Flood damage adds up at Riverfront Park

Published 3:25 pm Monday, March 2, 2020

Bark chips that once surrounded the swing sets at Riverfront Park in Hermiston floated away and debris and high floodwater caused damage to structures at the park as a result of last month’s floods.

Walkers and joggers who use Riverfront Park in Hermiston for exercise shouldn’t plan on the park reopening any time soon.

The 16-acre park must undergo a months-long makeover after flood waters decimated the parking lot and driveway, eroded away part of the embankment, damaged the playground and restroom, clogged the irrigation system with silt, toppled trees, cracked paths, deposited literally tons of debris around the park and washed away fencing.

Parks and recreation director Larry Fetter said the estimated cost to restore the park has climbed to almost half a million dollars.

Luckily, the smaller-scale damage done to the park during a flood in 2019 qualified for FEMA funding to repair, so Fetter said the more extensive damage this time should be “way over the threshold.”

“They typically reimburse 75% of the cost, which will be super helpful,” he said.

In the meantime, however, the park is closed for safety reasons. Fetter said the eroded embankment along the river could give way even more if people put their weight on it. Piles of logs and other debris could also present a danger. Fetter said the deep layers of mud over the park have been too “squishy” to bring heavy equipment on so far, but it should be dried out enough by next week for parks staff and inmate work crews to finally get in there and start removing items.

Once the debris is gone, Fetter said the plan is to rebuild the parking lot and playground on the south side of the park, where flood water has typically avoided. The current developed area will then be turned into grass.

“We’re going to relocate as many improvements as we can away from the floodway,” he said.

Fetter said people have asked why the city doesn’t build a levee to protect the park from flooding, but affecting the river channel that way would require permission.

“It’s very difficult to get that permitted, and we very likely wouldn’t be able to get it permitted because parks are generally meant to take on water,” he said.

In that way, the park and adjacent Bureau of Reclamation property did exactly what they were meant to do — the water that they took on was channeled away from homes that could have otherwise flooded.

Fetter said for now crews will do the heavy lifting, but for people who are anxious to help restore the park, there will be plenty for them to do if they show up at Riverfront Park at 9 a.m. on May 2 for the annual “I Love My City” event.

“If people want to roll up their sleeves and work, that would be a good day to do it,” he said.

Over in Echo, the city “didn’t have too much” damage to its own infrastructure, city administrator David Slaght said. There was just a damaged pipe and some damaged roads.

Its residents, however, were hit harder.

“Some of the homes in town are not livable and that’s still being worked on,” Slaght said.

Many people and organizations donated cleaning supplies, and he said they have come in handy as residents have battled homes full of mud and, increasingly, mold.

Echo’s main source of economic support is its agricultural community, Slaght said, but in many cases they were “hurt pretty bad.”
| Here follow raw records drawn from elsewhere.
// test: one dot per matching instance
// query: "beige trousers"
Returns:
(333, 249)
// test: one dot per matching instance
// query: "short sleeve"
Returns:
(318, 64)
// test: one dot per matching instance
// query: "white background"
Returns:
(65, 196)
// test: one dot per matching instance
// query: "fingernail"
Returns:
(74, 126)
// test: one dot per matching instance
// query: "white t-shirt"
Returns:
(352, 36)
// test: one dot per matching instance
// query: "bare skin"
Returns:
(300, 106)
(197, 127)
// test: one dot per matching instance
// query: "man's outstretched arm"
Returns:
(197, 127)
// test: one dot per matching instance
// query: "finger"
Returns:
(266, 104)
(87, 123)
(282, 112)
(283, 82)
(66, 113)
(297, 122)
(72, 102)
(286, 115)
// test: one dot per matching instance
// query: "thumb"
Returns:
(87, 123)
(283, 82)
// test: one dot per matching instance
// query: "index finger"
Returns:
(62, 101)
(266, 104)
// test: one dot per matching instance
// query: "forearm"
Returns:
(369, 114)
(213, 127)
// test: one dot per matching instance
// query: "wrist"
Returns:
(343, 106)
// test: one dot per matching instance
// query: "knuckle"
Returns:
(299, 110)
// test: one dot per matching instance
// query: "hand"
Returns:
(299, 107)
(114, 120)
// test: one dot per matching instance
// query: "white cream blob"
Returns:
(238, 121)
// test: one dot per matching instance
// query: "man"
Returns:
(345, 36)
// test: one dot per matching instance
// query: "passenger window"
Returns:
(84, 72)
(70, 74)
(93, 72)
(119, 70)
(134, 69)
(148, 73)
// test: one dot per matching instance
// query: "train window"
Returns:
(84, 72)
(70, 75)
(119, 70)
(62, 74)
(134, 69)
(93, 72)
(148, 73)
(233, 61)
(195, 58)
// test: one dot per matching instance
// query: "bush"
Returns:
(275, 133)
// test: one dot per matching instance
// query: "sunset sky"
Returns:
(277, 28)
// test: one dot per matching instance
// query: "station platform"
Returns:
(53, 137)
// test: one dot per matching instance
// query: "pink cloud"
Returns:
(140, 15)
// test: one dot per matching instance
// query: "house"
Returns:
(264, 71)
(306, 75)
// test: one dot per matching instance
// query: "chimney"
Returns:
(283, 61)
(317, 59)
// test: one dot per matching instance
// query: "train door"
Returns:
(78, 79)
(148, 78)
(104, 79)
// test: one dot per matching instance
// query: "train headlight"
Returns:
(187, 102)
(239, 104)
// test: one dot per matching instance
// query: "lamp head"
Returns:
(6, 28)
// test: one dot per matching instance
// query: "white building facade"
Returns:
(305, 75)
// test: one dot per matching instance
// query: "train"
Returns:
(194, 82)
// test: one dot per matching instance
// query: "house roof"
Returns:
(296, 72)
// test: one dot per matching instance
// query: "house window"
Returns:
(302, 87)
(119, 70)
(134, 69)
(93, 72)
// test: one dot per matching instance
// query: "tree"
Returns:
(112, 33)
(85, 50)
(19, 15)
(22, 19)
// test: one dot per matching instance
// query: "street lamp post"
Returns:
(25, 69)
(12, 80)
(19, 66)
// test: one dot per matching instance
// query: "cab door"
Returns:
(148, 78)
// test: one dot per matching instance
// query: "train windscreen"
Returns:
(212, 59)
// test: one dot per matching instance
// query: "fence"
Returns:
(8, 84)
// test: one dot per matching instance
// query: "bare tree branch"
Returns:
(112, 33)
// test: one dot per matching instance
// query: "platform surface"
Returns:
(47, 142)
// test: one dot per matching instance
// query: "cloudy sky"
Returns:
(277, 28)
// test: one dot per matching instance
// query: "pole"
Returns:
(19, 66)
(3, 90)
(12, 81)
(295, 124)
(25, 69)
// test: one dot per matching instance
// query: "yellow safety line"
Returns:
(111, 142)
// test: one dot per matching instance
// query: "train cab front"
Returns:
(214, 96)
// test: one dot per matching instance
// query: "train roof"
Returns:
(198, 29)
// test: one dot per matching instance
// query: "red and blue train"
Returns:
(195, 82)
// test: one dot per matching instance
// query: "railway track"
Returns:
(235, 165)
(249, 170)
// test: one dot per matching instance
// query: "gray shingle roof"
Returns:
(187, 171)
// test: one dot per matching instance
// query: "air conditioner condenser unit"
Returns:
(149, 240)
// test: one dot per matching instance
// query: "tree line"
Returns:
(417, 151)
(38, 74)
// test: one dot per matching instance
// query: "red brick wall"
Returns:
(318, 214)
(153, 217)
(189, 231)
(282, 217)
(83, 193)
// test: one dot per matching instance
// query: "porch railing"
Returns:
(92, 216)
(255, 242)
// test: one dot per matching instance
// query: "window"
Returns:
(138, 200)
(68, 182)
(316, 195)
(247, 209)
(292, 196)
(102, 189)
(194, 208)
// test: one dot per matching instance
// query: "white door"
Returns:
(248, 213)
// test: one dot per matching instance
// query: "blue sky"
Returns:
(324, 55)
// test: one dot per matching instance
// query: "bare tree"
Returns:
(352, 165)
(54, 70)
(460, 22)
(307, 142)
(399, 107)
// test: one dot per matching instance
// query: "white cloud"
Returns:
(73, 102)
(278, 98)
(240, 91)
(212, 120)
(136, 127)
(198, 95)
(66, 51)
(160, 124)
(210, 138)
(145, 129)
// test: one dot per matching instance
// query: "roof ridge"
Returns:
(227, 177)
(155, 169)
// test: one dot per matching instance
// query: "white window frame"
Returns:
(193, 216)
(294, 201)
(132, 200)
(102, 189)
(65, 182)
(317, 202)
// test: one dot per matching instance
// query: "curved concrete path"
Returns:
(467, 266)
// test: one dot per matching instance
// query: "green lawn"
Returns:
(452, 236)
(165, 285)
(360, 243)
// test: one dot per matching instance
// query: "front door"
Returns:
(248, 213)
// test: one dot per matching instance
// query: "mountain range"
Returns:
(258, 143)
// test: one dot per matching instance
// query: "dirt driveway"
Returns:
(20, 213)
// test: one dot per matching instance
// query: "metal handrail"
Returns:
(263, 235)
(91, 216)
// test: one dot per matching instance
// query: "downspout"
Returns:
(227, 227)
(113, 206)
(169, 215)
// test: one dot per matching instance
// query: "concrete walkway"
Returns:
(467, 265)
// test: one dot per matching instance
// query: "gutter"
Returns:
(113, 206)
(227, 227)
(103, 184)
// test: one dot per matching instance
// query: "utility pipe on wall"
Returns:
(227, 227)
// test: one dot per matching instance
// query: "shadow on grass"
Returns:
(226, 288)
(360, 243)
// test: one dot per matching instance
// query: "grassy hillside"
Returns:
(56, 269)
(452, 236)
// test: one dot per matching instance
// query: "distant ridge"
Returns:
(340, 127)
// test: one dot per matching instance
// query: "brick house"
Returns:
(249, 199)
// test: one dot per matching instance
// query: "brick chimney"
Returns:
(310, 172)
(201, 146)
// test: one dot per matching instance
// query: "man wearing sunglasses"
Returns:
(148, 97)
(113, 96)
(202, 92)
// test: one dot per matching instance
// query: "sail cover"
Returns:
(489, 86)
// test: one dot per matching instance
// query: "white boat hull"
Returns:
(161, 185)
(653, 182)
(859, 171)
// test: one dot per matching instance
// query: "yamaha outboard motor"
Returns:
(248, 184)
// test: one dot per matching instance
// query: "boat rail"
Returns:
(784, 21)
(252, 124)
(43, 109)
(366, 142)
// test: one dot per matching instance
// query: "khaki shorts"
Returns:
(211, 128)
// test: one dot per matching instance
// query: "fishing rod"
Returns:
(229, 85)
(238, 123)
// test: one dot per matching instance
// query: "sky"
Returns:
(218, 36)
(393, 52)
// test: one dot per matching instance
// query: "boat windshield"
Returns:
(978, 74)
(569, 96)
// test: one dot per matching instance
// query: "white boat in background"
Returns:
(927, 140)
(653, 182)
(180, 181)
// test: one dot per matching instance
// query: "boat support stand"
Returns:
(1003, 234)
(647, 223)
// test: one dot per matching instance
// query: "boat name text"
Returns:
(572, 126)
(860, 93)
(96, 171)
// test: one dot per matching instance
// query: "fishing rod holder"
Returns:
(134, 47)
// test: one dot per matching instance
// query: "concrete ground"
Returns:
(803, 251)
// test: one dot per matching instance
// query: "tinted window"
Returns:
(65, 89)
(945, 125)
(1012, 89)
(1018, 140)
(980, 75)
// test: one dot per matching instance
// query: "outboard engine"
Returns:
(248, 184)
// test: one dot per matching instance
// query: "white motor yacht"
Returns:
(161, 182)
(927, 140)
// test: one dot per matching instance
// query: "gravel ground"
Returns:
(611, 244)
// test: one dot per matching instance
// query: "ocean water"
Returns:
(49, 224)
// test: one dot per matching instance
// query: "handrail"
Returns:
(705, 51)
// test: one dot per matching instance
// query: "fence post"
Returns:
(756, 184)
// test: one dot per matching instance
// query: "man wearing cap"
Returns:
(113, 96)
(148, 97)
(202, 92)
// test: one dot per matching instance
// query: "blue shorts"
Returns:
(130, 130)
“We’ve got farmers that their pivots don’t have a field to go in,” he said.

Slaght said he believes the flood breaching Interstate 84 helped save parts of town. He had been out helping evacuate people in the early morning hours of the flood, and water had been rising toward homes. When it suddenly dropped back, the emergency scanner he was listening to started reporting the truck crashes on the interstate caused by the sudden appearance of flood water there.

“When it blew across the freeway, it reduced pressure on the southeast side of town, just enough to keep those homes from flooding,” he said.
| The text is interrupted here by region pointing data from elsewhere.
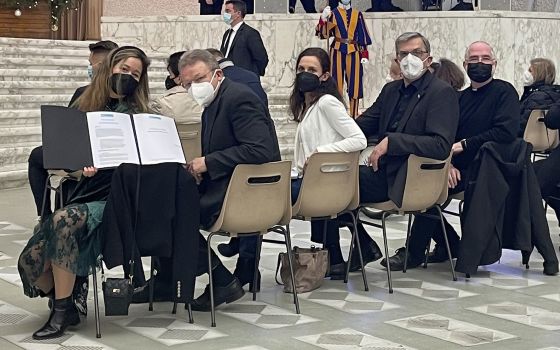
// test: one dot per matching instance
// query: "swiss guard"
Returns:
(348, 50)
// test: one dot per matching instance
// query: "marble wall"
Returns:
(191, 7)
(517, 37)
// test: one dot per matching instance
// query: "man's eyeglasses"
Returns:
(483, 59)
(418, 53)
(187, 84)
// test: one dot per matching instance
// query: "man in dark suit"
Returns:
(416, 115)
(211, 7)
(489, 111)
(240, 75)
(242, 44)
(236, 129)
(250, 6)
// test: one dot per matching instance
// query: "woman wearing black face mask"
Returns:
(120, 85)
(176, 102)
(323, 126)
(67, 243)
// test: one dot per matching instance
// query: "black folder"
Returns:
(65, 135)
(67, 142)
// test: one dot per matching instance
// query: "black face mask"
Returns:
(306, 82)
(123, 84)
(479, 72)
(170, 83)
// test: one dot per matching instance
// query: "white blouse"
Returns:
(326, 127)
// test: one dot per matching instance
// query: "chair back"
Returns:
(426, 183)
(537, 134)
(330, 185)
(257, 198)
(189, 134)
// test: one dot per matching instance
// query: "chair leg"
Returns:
(357, 243)
(350, 251)
(325, 234)
(288, 241)
(257, 260)
(425, 265)
(60, 193)
(189, 310)
(447, 243)
(389, 280)
(96, 304)
(45, 191)
(151, 286)
(211, 283)
(406, 243)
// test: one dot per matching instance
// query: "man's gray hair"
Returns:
(194, 56)
(405, 37)
(468, 50)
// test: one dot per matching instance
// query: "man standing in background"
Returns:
(242, 44)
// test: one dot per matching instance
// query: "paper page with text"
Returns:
(112, 139)
(158, 139)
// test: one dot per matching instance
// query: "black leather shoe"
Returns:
(550, 268)
(370, 253)
(227, 294)
(337, 271)
(244, 271)
(439, 255)
(397, 261)
(63, 314)
(162, 292)
(375, 215)
(229, 249)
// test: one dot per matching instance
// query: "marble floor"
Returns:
(504, 306)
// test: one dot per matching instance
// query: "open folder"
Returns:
(73, 139)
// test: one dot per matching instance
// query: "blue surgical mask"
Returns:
(227, 18)
(90, 71)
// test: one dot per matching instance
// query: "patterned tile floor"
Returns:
(504, 306)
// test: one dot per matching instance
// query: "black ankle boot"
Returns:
(244, 271)
(229, 249)
(63, 314)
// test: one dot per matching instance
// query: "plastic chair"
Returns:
(189, 134)
(425, 188)
(538, 135)
(329, 189)
(257, 200)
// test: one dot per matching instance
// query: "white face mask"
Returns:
(528, 78)
(203, 93)
(388, 78)
(412, 67)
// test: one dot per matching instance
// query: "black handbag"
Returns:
(117, 292)
(117, 295)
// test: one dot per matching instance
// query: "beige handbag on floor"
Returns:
(310, 266)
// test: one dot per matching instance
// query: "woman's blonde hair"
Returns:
(543, 70)
(97, 94)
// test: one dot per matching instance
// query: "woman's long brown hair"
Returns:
(297, 98)
(97, 94)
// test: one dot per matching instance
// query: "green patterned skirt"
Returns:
(69, 238)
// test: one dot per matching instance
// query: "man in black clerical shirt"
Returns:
(416, 115)
(489, 111)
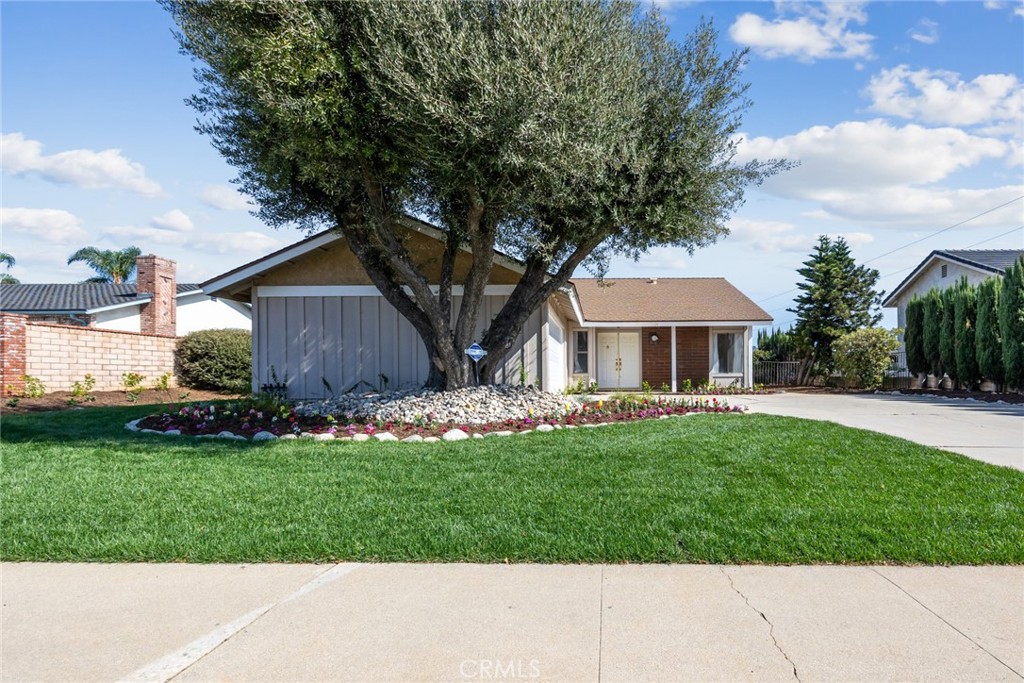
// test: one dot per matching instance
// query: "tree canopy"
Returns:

Slaght said that day, and in the weeks since, it has been humbling to see the way Echo Community Church, Echo School District, Echo Rural Fire Protection District, service organizations, individual volunteers and others had come together to help. He said the county commissioners had also been very helpful through the process.

Farther down the river in Umatilla, flood damage was mostly limited to the Umatilla School District’s athletic complex that flooded after the berm behind the high school was breached.
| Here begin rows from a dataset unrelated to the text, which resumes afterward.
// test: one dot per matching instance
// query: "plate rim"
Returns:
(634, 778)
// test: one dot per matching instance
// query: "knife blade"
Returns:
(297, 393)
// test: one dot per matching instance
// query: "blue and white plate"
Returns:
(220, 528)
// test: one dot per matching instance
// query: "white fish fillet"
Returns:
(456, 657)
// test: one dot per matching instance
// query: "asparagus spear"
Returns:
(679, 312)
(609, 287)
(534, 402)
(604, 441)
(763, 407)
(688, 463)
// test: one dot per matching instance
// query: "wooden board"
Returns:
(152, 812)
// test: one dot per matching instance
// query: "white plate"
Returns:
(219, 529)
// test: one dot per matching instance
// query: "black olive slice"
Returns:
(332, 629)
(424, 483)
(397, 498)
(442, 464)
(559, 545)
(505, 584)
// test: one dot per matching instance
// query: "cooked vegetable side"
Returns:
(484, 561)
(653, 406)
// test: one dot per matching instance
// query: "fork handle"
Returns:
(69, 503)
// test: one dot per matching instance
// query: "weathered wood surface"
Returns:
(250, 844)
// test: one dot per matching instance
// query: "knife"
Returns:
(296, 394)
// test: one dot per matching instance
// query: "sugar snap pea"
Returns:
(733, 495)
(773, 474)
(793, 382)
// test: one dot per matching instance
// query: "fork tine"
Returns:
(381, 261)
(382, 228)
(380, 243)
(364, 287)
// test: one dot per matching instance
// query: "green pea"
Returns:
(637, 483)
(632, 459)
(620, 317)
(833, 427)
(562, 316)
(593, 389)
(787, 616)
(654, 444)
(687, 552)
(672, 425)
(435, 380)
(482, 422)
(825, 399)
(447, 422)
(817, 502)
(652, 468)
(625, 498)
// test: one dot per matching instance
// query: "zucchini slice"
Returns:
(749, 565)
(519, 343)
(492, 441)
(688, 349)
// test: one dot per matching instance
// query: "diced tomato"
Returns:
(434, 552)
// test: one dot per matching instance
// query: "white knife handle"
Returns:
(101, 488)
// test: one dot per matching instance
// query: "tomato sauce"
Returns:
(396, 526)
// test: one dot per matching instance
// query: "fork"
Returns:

Superintendent Heidi Sipe said the district was still in “hurry up and wait” mode for assessing and cleaning up the damage. Because Umatilla was at the end of the line for the flood waters that swept through various industrial and residential areas, they have to wait for soil tests measuring contaminants to come back with results before they can begin moving dirt.

“It’s really hard to assess the level of damage until it’s clean enough to do that,” she said. “Right now the track is under several inches of dirt.”

The district’s newest storage shed is alright, but some other storage areas were damaged, and possibly the baseball announcer’s stand. The berm along the river also needs repaired, and Sipe said because it was the school district that originally built it in 1997, it is the district’s responsibility.